With its single-core and no Bluetooth, I see the ESP32-S as more of an upgrade
to the ESP8266, or 'ESP32-'lite'.

------
ourcat
Since getting (back) into electronics and writing firmware for
microcontrollers a few years ago, and having been through various projects
with the 8266 (which blew my mind at the time), I now use the ESP32 for most
ideas and project that I have.

It's been a complete game-changer, hobby-wise.

Having Wifi and BluetoothLE on-board has been great. And as a long time web
and mobile app developer, it's been the perfect way to turn 'things I write'
into 'things I can touch'. (And that can 'talk').

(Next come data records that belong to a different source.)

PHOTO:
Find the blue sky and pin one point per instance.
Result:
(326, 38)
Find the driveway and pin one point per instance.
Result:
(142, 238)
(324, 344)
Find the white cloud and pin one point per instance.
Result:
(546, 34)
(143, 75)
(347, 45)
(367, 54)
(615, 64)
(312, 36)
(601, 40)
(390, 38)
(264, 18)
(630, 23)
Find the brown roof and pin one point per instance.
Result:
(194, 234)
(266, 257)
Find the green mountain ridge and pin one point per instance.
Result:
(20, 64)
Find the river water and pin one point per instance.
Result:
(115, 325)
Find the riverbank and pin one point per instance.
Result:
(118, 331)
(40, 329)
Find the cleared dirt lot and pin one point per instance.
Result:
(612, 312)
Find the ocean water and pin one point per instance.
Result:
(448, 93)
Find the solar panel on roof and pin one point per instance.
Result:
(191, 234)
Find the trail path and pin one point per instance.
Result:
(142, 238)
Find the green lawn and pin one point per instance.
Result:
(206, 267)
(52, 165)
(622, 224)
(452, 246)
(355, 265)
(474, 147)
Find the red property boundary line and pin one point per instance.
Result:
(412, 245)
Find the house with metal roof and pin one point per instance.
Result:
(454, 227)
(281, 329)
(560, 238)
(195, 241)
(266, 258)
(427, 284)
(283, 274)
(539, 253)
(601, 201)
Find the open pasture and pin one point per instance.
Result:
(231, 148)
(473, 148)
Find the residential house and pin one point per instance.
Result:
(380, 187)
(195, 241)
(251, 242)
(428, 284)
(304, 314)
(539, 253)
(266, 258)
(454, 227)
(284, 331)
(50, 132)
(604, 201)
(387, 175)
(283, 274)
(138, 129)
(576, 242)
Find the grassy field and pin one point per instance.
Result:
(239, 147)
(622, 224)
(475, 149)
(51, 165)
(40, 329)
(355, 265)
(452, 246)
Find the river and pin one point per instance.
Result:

The 'intangibility' of all the code I've written over years has always been a
little saddening to me.

I've also tried a few of the ESP32-CAM boards and they're very impressive. I
have a little LiPo powered pocket project in a 3D printed flat case,
containing one of them, which, aftter connnecting to WiFi, then sends MJPEG
(no audio) to a Node.js script on one of my servers which shows a 'live' feed.
(I sometimes stick it to my front door 'peep-hole' too.

I'll certainly be taking a look at this 'ESPFLIX' project over the weekend.

Thanks!

------
squarefoot
Check also the ESP32-Cam which does this, along with face recognition.

[https://www.youtube.com/watch?v=MicAM_A0_lU](https://www.youtube.com/watch?v=MicAM_A0_lU)
[https://www.youtube.com/watch?v=DnXI-
MO1qck](https://www.youtube.com/watch?v=DnXI-MO1qck)

------
humbfool2
This is so Cool! A 99 cents Chip can do so many things. I am using it
currently for Automatic Garden Monitoring system[1]. I never realized this
small chip can do big things. Very Impressive.

[1][https://iot-
playground.com/blog/2-uncategorised/94-esp8266-s...](https://iot-
playground.com/blog/2-uncategorised/94-esp8266-smart-plant-irrigation-system)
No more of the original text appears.